Tidbits from today: Pushed the planned hike to another day; needed a home-day, laundry, cleaning, played with friends, board games, Battle of the Bands prep, and a little afternoon tryst with Sir Arthur Conan Doyle for me

Overheard: “I’m tired of not watching movies.  I can’t take it ANY longer!”--C, age 5.

Ahem..."Underpants Girls" made their runway debut, modeling the latest ways to wear underwear--on their heads, over their clothes, 10 at a time. They nearly brought themselves to tears with all the perceived hilarity. That is today's "Desperate or Creative?"

Tuesday, August 5, 2014

Tech Fast Week: #16/Day 2

Fasting from our delightful gluttony of tech is a challenge. Sometimes we do well. Sometimes we don't. You have likely heard of this kind of thing being done by some other folks out there. Everyone who chooses to partake in such a fast has her own version--from a few hours, to one day, to one week, to one month, to one year. From taking away one tech toy to all of them.

This is how mine is set up: no TV, movies, phone games, wii, or internet (some exceptions) for a period of one week, approximately every other month. I still use email for general correspondence. And I still use my computer to write or process photos. Also, music is allowed. Always!

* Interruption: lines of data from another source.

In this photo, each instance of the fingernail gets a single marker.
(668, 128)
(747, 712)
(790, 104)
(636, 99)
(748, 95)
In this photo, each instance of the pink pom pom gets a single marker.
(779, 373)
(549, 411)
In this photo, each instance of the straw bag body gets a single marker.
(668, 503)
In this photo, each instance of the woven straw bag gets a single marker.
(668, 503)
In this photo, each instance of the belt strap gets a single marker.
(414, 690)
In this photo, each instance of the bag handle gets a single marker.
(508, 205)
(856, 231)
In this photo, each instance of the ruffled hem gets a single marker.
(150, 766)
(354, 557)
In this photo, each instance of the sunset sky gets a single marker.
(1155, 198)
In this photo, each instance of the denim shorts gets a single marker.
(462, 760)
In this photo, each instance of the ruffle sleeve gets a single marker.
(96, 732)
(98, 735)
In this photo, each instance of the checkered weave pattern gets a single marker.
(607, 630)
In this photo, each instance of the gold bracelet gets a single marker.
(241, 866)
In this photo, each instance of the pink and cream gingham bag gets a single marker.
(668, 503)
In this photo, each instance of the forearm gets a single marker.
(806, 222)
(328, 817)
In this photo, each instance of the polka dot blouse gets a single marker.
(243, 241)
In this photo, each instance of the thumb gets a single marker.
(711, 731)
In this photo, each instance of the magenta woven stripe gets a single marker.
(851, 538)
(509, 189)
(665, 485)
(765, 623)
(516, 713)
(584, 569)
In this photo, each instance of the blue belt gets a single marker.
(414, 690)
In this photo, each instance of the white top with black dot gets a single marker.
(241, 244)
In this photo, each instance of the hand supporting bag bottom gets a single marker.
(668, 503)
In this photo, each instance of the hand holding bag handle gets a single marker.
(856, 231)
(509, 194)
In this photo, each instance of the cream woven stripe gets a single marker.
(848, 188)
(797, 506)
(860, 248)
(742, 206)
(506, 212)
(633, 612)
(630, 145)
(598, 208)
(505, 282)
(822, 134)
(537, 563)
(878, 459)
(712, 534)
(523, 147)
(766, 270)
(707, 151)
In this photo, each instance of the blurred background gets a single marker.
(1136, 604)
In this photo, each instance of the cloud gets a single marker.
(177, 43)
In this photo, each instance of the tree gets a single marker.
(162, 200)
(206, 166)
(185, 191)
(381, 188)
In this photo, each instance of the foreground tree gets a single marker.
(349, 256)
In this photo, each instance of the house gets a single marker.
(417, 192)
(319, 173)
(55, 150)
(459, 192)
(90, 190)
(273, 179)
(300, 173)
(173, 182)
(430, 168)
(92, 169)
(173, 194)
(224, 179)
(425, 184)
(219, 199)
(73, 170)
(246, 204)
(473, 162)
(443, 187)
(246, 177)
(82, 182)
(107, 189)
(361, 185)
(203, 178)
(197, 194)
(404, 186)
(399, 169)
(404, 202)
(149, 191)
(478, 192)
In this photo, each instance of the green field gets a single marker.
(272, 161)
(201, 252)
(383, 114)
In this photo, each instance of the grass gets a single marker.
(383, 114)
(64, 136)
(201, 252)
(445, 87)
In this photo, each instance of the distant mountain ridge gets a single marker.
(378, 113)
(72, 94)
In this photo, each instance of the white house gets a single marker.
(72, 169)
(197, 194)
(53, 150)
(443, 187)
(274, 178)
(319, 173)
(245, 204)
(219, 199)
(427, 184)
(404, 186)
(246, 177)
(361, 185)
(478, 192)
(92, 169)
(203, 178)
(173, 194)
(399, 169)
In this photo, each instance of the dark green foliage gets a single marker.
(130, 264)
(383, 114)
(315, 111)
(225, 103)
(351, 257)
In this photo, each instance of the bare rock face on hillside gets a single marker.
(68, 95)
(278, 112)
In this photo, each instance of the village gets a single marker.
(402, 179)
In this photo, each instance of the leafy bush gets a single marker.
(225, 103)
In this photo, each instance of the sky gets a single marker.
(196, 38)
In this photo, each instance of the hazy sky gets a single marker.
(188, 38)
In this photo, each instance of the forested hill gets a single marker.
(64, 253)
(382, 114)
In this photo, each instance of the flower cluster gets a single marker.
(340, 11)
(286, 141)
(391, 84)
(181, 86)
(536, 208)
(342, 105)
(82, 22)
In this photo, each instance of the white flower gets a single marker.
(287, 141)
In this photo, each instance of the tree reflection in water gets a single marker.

[Full disclosure: because this challenge is my baby and not my husband's, I suspend the tech-fast temporarily so as not to impact our evening ritual of watching favorite shows together. So, truth is, most weeks I get about 1 to 1 1/2 hours break from my challenge every night. Other weeks, however, when my husband is away on business, I (try to) make myself stick to the full fast.]

I've been reading my old notes from previous tech fast weeks. Came across this from September 2011:

Observation: In the Age of Information, it is a welcome change to remove yourself periodically from all the information out there.  When you get away from it, you begin to realize how exhausting it can be to be bombarded by information, varying in importance, all day long.  Sometimes it can be hard to distinguish what is important when it continues to come at you from all angles.  It’s like watching the news, in its sensationalized delivery, where EVERYTHING is of DIRE importance and you HAVE to care about it.  It’s exhausting!  Stepping away for a week can slow things down and reset your psyche, awaken parts of you that have lain dormant, unable to get a chance to be heard over the din of the latest video/post that you HAVE to see.  We are prey to our self-conscious desire to be esteemed highly by others—and if that means we have to know everything to get that, then so be it.  Or we are prey to our desire to actually KNOW EVERYTHING and care about EVERYTHING.  Which is impossible.  We get overloaded, over-stimulated and burned out.

This still rings true for me.

Tidbits from today: outing to IKEA with the single purpose of playing in all the rooms/beds in the joint, board games, card games, playing together, rain storm

Overheard: “You can tape my hands together, just don’t tie them." (Are the kids getting desperate...or just getting started on that deep well of creative genius?)